How to Obtain an Investment Adviser Representative License in Hawaii
Hawaii’s Department of Commerce: Securities Division licenses investment adviser (IA) firms and investment adviser representatives (IAR) in the state. This involves registering through the Financial Industry Regulatory Authority’s (FINRA’s) IARD (Investment Advisor Registration Depository) system. Examinations that must be passed include the Series 65 examination, or the Series 7 examination in combination with the Series 66.
There are many investment adviser firms with offices in the state. Among these are the internationally recognized Edward Jones, which has offices in Honolulu, Kahului, Kapaa, and Hilo; the regional Central Pacific Bank in Honolulu; the regional Bank of Hawaii with offices in Oahu, Kailua-Kona, and Honolulu; and the nationally known AXA Advisors with an office in Honolulu. Odds are you will be applying at one or more of them to get established in the industry, even though your eventual goal may be to operate on your own, so do your research on which might be the best fit!
How to Obtain a Stockbroker License in Hawaii
Broker-dealer agents must register with the Commissioner of Securities under the Hawaii Uniform Securities Act. Registration through FINRA’s Central Registration Depository (CRD) is required as well. Stockbrokers in Hawaii must successfully pass either the Series 63 or the Series 66 state examinations in combination with one of the FINRA examinations, usually the Series 6 or 7 depending on the products they plan to work with.
FINRA requires two kinds of continuing education of its broker-dealer agents. The first, the Regulatory Element, consists of a computer-based refresher course taken at the 24-month anniversary of original licensure and then every 36 months for the remainder of the agent’s career. The Firm Element, the second part of the continuing education requirement, involves firm-based training that covers topics that include industry changes that impact sales protocols, and new regulatory developments that influence the sale of certain securities or financial products.

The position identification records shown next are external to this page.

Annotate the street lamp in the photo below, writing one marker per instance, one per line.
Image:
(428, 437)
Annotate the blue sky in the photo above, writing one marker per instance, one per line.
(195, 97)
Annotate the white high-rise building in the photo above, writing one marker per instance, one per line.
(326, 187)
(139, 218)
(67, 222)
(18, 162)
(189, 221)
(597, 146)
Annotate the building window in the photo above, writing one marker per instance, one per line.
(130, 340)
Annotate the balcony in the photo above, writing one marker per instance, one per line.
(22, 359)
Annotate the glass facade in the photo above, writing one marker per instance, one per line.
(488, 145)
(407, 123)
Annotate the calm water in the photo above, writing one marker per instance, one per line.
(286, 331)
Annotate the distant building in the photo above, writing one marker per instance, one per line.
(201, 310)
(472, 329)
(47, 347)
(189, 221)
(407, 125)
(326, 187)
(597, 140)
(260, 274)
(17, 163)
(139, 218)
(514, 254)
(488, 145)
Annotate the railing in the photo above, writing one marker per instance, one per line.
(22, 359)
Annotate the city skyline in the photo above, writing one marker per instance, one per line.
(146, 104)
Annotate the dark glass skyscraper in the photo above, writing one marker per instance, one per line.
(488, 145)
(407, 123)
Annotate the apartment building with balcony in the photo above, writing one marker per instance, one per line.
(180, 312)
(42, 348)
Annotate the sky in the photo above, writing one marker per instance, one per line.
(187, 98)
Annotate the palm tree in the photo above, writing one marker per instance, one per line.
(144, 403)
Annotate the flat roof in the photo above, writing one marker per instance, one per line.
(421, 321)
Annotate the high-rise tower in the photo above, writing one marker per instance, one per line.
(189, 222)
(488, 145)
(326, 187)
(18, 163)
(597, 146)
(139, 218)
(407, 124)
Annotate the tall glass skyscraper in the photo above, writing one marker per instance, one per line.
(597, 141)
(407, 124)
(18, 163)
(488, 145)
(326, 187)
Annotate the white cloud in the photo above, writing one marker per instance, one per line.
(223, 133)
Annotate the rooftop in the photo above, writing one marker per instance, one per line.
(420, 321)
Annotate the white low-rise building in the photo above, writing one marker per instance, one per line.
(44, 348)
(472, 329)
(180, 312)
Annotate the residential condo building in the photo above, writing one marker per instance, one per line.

How to Obtain a License to Sell Life Insurance and Fixed Annuities in Hawaii
The Department of Commerce: Insurance Division regulates life insurance producers, many of whom offer retirement planning services by selling annuities. A life/annuity specific examination administered through one of the Pearson VUE testing centers located on each island (Honolulu, Kamuela, Kapaa, and Kahului) must be passed. Once licensed, insurance producers must maintain that license by fulfilling continuing education requirements of 21 hours every two years, with three of those hours being in an ethics or law course.
Because a variable annuity contract is a hybrid with both insurance and securities features, if licensed life producers in Hawaii wish to become variable life/annuity agents, they must seek licensure through both the Division of Insurance and the Division of Securities of Hawaii’s Department of Commerce. Registration through FINRA’s CRD is necessary, which involves passing the Series 6 or the Series 7 Exams. Continuing education requirements of both the Division of Insurance and of FINRA must be met to maintain this variable life/variable annuity license.